As coccidiostats can induce bacterial resistance and may be banned as feed additives in the EU, alternatives are now being sought. Alpha-monoglycerides are able to overcome the negative effects on broiler performance caused by Eimeria and Clostridia and improve uniformity within the flock.
In the European Union 11 coccidiostats are approved to be used in broilers:
It is well known that ionophore coccidiostats also have antibacterial effects. Scientific studies show that bacterial resistance and cross-resistance exist between ionophore coccidiostats, especially against enterococci. Furthermore, resistance of coccidia against all 11 coccidiostats has been reported.
Rotation and shuttle programmes are developed to reduce the risk of resistance and the presence of necrotic enteritis (NE). Indeed, the presence of a mild coccidiosis infection is a prerequisite to result in a necrosis of the intestinal mucosa by Clostridium perfringens. This can lead to a higher usage of therapeutic antibiotics.
Coccidiostats were intended to be prohibited as a feed additive from 2012. However, vaccination and other feed additives tested could not fully replace the coccidiostats and the proposal was cast aside. Currently, EFSA is evaluating the use of coccidiostats as a feed additive again, as the expiry dates of authorisation come closer. A feed additive which can reduce the presence of C. perfringens and the negative health effects of NE in the absence of a coccidiostat would therefore be right on time.
Framelco has developed FRA Gut Balance Dry; a combination of α-monobutyrin, α-monopropionin, α-monocaprylin and α-monocaprin. The product is designed to stimulate overall gut health by inhibiting the growth of gram-negative and gram-positive bacteria. Alpha-monoglycerides have even shown to be active against an antibiotic resistant strain of Staphylococcus. Moreover, experiments have shown that α-monobutyrin can inhibit the growth of C. perfringens.
Alpha-monoglycerides are pH independent and will not dissociate in the neutral environment of the intestines and perform their antibacterial properties throughout the entire gastro-intestinal tract, which is important for optimal gut health.
In a challenge trial with Eimeria (10-fold overdose of Paracox-5 at day 18) and C. perfringens from the environment, the effects of FRA Gut Balance Dry and other feed additives were tested. A total of 4400 1-day-old broilers were divided over 5 groups with 11 repetitions of each 80 broilers.
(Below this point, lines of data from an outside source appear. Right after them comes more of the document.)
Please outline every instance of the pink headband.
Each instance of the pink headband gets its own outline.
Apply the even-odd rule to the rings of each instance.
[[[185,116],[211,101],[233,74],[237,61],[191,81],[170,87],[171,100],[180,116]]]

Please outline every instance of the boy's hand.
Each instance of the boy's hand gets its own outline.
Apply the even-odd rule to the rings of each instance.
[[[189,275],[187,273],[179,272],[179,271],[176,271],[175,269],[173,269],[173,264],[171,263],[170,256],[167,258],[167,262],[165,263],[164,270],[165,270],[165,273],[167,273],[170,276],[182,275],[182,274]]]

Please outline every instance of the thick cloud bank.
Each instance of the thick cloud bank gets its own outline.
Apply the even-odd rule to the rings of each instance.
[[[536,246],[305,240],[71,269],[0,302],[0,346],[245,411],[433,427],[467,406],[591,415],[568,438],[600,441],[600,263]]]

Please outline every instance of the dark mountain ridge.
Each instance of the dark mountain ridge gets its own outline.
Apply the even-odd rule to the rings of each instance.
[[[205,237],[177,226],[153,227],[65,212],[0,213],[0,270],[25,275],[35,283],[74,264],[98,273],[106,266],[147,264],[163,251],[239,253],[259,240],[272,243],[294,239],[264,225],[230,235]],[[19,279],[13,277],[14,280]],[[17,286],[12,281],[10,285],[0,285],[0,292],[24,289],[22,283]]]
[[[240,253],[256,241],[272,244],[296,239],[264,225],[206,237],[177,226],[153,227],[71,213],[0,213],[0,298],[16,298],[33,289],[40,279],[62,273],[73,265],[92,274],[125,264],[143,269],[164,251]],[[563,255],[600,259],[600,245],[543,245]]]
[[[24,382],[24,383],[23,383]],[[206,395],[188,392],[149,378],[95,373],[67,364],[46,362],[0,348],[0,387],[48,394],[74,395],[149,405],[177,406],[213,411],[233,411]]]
The negative control group received no coccidiostats or feed additives. The positive control group received 70 ppm of Narasin in the grower feed.
Treatment group 1 received 3 kg of FRA Gut Balance Dry per ton of feed the first 14 days and 2.5 kg per ton of feed from day 15 till day 28.
Treatment group 2 and 3 received feed additive A and B respectively. At day 28 of age the foot pad lesions, FCR and growth were determined.
Figure 1. FCR and weight gain showed in a boxplot for the 5 experimental groups.
Figure 1 shows that the FCR is significantly improved in Treatment group 1 when adding α-monoglycerides to the diet compared to the negative control (1.350 vs 1.383, p=0.0038). This median is comparable with the FCR of the positive control group with Narasin (1.347).
No significant reduction in FCR was found when feed additive B was fed. Figure 1 also shows that feeding broilers α-monoglycerides resulted in the highest weight gain, expressed as median, compared to the other two feed additives. Also the final weight was more uniform in the group receiving FRA Gut Balance Dry.
Figure 2 shows that only Narasin and the α-monoglycerides reduced the foot pad lesion score from 5 till 0. Therefore, the results of FRA Gut Balance Dry were comparable with the positive effects of Narasin.